The localized knowledge-based intelligent network as described herein may be embodied in the form of computer-implemented processes and apparatus for practicing those processes. The localized knowledge-based intelligent network as described herein may also be embodied in the form of computer program code embodied in tangible media, such as floppy diskettes, read only memories (ROMs), CD-ROMs, hard drives, high density disk, or any other computer-readable storage medium, wherein, when the computer program code is loaded into and executed by a computer, the computer becomes an apparatus for practicing the invention.

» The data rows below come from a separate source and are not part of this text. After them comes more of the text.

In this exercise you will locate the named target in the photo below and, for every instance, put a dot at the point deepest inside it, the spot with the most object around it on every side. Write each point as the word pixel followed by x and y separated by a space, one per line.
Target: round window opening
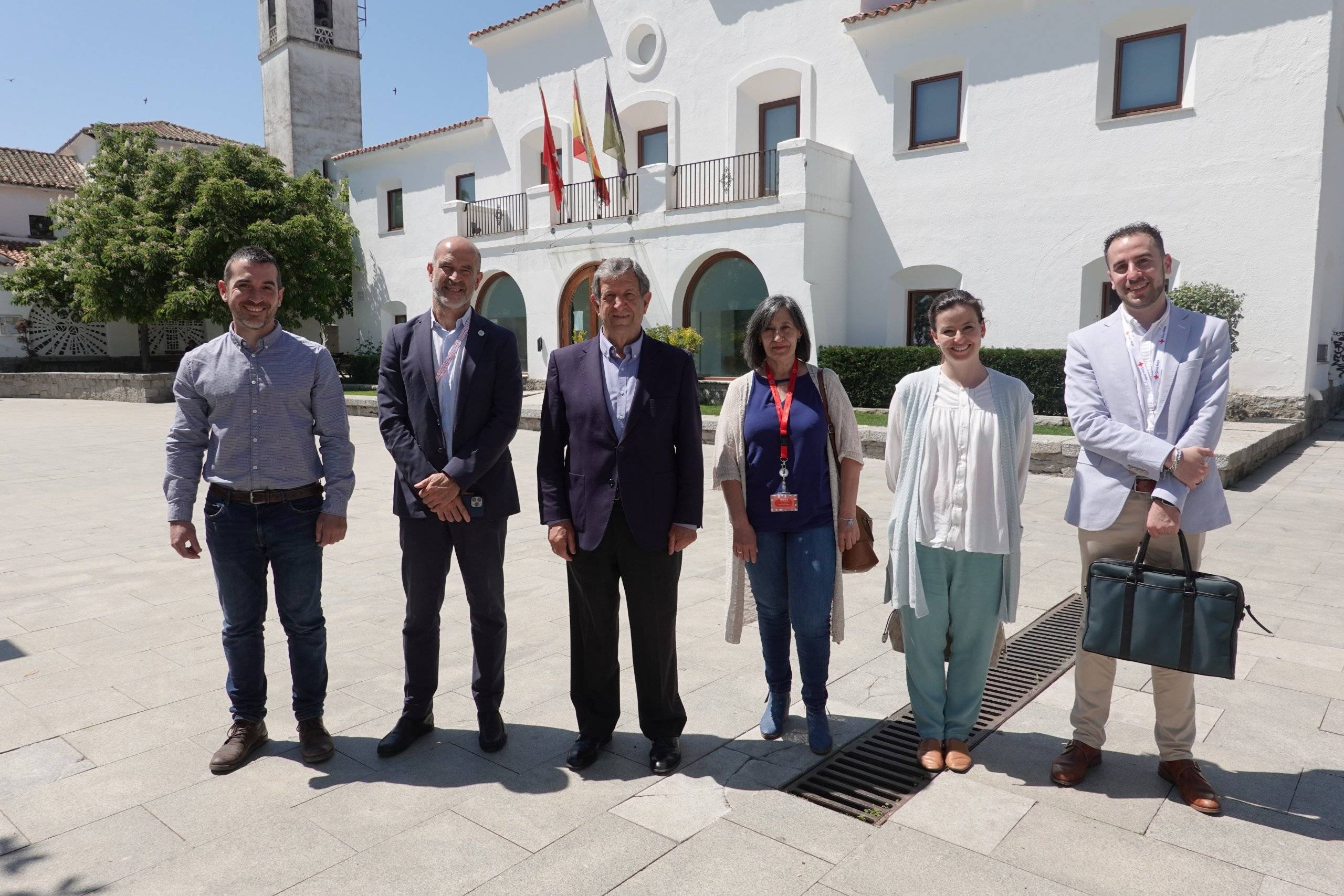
pixel 648 46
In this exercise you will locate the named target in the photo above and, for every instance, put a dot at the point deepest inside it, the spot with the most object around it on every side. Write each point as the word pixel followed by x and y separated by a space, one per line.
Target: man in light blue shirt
pixel 250 402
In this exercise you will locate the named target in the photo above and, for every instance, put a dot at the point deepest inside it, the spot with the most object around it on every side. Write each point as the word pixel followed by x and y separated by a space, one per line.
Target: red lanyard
pixel 783 407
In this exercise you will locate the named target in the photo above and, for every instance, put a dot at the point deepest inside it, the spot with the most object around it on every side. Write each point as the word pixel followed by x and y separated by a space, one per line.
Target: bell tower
pixel 310 80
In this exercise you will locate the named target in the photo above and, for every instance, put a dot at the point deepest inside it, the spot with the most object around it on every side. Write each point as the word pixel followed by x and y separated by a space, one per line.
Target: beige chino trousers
pixel 1095 675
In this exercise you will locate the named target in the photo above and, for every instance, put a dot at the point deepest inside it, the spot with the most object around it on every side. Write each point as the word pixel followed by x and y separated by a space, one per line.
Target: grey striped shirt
pixel 255 416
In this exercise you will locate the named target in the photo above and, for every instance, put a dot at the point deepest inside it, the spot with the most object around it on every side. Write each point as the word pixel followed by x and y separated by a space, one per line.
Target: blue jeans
pixel 793 579
pixel 245 541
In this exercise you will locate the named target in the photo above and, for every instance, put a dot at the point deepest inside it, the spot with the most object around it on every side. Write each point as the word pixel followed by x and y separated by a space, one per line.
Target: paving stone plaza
pixel 112 702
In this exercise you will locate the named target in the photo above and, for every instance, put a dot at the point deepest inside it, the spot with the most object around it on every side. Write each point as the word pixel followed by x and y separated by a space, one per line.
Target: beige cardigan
pixel 730 464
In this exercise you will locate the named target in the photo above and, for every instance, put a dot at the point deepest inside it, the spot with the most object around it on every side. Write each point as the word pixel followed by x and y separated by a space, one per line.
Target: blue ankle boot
pixel 776 711
pixel 819 731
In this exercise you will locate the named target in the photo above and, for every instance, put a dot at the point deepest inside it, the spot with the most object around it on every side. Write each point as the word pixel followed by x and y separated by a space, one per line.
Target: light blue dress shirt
pixel 252 417
pixel 620 376
pixel 452 381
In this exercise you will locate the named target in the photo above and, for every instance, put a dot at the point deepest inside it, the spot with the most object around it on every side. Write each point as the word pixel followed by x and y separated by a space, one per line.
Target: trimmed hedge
pixel 870 374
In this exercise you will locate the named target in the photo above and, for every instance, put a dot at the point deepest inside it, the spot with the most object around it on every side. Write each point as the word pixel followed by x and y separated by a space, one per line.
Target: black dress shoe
pixel 492 736
pixel 404 734
pixel 664 755
pixel 584 753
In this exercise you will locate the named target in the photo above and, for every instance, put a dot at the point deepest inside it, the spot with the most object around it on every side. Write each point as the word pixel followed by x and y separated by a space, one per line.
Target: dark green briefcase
pixel 1170 618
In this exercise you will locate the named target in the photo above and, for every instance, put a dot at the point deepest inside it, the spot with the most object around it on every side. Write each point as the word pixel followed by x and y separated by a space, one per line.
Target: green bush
pixel 870 374
pixel 1213 300
pixel 680 336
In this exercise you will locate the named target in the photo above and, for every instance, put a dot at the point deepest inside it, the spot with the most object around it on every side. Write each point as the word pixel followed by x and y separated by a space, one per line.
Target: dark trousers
pixel 246 542
pixel 651 582
pixel 428 546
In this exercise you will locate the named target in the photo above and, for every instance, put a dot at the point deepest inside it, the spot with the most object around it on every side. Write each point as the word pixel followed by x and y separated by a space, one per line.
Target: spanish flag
pixel 584 147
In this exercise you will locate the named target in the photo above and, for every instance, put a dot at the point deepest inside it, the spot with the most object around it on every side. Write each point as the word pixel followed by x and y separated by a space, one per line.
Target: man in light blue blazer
pixel 1146 388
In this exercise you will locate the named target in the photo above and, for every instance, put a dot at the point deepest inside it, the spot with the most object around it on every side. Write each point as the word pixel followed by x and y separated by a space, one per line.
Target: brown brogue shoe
pixel 959 757
pixel 1193 785
pixel 315 742
pixel 1072 766
pixel 929 753
pixel 241 742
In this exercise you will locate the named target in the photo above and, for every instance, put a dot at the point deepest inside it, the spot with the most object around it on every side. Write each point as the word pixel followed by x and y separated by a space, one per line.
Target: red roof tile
pixel 409 139
pixel 15 250
pixel 35 168
pixel 894 7
pixel 517 19
pixel 166 131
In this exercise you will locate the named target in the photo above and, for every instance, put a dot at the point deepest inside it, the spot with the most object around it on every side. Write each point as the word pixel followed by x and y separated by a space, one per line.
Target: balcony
pixel 733 179
pixel 584 203
pixel 499 215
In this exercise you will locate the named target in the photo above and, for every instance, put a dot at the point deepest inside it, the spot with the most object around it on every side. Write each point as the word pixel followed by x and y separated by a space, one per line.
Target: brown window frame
pixel 639 143
pixel 915 94
pixel 457 186
pixel 913 297
pixel 1120 64
pixel 766 107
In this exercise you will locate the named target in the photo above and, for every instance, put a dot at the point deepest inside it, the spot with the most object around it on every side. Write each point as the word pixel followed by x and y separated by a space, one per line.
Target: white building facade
pixel 860 159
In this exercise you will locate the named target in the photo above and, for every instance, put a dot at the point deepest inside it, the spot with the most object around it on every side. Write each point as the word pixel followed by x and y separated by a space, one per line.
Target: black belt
pixel 267 496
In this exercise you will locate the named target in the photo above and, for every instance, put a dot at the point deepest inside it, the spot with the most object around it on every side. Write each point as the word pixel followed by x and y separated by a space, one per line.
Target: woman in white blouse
pixel 959 449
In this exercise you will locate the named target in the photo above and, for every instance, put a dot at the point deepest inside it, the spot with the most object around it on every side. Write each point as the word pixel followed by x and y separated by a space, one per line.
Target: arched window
pixel 502 301
pixel 579 307
pixel 719 301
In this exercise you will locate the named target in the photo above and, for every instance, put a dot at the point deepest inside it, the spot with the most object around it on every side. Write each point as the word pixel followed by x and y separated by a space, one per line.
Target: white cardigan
pixel 730 464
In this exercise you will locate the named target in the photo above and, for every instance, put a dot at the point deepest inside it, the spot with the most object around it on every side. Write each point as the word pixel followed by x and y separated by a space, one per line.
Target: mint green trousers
pixel 961 592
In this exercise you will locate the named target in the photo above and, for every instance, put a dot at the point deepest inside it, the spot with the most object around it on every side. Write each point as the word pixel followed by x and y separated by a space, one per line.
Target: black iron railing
pixel 499 215
pixel 584 203
pixel 733 179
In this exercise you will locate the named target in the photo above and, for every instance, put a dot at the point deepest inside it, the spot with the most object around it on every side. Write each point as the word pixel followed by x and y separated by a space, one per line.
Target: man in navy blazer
pixel 622 486
pixel 449 399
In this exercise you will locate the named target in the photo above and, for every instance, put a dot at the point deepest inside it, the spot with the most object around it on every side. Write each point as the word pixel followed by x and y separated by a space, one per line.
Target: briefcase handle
pixel 1184 555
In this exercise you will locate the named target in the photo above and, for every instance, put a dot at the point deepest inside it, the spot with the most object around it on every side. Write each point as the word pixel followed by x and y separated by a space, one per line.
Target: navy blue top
pixel 810 477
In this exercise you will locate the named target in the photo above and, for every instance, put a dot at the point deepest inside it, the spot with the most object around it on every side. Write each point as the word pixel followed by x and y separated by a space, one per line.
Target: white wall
pixel 1019 208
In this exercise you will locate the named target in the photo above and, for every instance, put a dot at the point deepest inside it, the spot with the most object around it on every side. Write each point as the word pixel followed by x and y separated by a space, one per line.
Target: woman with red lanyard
pixel 791 505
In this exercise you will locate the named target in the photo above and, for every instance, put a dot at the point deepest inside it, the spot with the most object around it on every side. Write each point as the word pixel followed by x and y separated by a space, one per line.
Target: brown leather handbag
pixel 860 558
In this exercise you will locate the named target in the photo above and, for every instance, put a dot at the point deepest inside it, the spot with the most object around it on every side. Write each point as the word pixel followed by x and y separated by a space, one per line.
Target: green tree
pixel 1213 300
pixel 145 238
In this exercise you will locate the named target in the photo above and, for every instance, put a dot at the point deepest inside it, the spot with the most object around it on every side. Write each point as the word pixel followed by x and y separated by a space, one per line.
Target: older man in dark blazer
pixel 449 398
pixel 622 483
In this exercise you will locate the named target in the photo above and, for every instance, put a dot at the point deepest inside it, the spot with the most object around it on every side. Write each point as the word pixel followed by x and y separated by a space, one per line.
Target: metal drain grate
pixel 877 773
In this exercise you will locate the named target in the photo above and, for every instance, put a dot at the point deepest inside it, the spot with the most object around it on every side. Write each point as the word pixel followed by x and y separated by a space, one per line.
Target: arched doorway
pixel 579 307
pixel 719 301
pixel 502 301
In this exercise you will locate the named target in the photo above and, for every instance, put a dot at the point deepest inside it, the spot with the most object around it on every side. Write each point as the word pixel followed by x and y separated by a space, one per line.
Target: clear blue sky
pixel 76 62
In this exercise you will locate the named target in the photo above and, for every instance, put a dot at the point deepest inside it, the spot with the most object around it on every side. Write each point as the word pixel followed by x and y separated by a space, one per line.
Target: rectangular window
pixel 1150 71
pixel 466 188
pixel 936 111
pixel 917 315
pixel 654 147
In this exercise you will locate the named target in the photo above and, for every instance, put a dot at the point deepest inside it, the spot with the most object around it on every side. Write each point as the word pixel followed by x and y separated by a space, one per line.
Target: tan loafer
pixel 1194 787
pixel 959 757
pixel 1072 766
pixel 929 753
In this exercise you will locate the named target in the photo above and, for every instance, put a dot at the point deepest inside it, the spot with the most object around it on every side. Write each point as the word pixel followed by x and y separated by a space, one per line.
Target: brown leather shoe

The localized knowledge-based intelligent network as described herein may also be embodied in the form of computer program code, for example, whether stored in a storage medium, loaded into and/or executed by a computer, or transmitted over some transmission medium, such as over the electrical wiring or cabling, through fiber optics, or via electromagnetic radiation, wherein, when the computer program code is loaded into and executed by a computer, the computer becomes an apparatus for practicing the invention. When implemented on a general-purpose processor, the computer program code segments configure the processor to create specific logic circuits.
Although illustrated and described with reference to certain exemplary embodiments, the invention is not limited to the details shown. Rather, various modifications may be made by those skilled in the art within the scope and range of equivalents of the appended claims.